Странным образом совокупный эффект построенной на коррупции системы был даже хуже, чем насилие, от которого Ткаченко обычно был защищен. Это была сплошная непрекращающаяся разруха, заключавшаяся не в мелких подарках ради того, чтобы продвинуться к началу очереди на телевизор, которые он привык видеть дома. Ангольским чиновникам требовались огромные взятки просто ради того, чтобы они соизволили что-то сделать для своей страны. Ткаченко подозревал, что кубинцы с ангольцами сговорились доить советскую корову до последней капли. Советский офицер не мог прикоснуться к советским же грузам, разгружаемым в Луанде. Подаренные советским народом грузы становились ангольской собственностью. Советским военным советникам приходилось прибегать к бартеру, чтобы получать ключевые грузы, которые были нужны, чтобы выполнить их задачи. По поддержке ангольцев, контролировавших грузы. А продажные кубинцы всегда были где-то рядом. Ткаченко видел, как они получают в Анголе все больше влияния.

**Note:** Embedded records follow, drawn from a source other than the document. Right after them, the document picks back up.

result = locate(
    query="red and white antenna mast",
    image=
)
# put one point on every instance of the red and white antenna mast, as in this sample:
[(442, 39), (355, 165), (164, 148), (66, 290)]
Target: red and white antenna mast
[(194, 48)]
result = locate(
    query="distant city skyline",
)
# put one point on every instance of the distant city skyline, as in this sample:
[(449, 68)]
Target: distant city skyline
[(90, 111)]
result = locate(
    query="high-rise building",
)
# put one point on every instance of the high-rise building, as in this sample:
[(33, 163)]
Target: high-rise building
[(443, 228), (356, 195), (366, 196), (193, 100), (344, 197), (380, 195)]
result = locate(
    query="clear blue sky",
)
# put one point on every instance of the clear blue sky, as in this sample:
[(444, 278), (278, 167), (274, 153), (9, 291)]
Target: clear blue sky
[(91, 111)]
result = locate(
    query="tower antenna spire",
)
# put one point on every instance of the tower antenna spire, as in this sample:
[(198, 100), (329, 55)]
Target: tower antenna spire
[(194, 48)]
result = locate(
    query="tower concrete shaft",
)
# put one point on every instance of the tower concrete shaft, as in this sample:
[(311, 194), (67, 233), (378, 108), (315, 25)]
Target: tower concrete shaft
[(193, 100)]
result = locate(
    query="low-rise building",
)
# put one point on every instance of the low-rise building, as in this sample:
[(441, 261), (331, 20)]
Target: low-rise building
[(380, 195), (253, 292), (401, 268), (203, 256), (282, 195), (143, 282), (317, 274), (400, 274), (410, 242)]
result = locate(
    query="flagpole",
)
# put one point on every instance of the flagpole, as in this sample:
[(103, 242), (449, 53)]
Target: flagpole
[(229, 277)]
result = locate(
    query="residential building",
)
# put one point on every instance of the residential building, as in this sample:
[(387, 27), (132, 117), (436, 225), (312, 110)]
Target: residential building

Возможно, там было что-то хорошее, как верили некоторые. Но большинство просто выжимало выгоду из всего, из чего было возможно. Ткаченко же вернулся из Анголы с больной печенью, стойкими заболеваниями кожи и ненавистью ко всему, что не было советским к западу от Урала, всему, что не было Великой Россией. В Луанде он видел, что западные бизнесмены пользуются намного большим уважением, чем советские офицеры. Это был не социализм. Африка была болотом ненасытной коррупции и жадности. Коррупции физической и духовной. Ткаченко вернулся с убеждением, что в Африке не было ничего полезного для Советского Союза.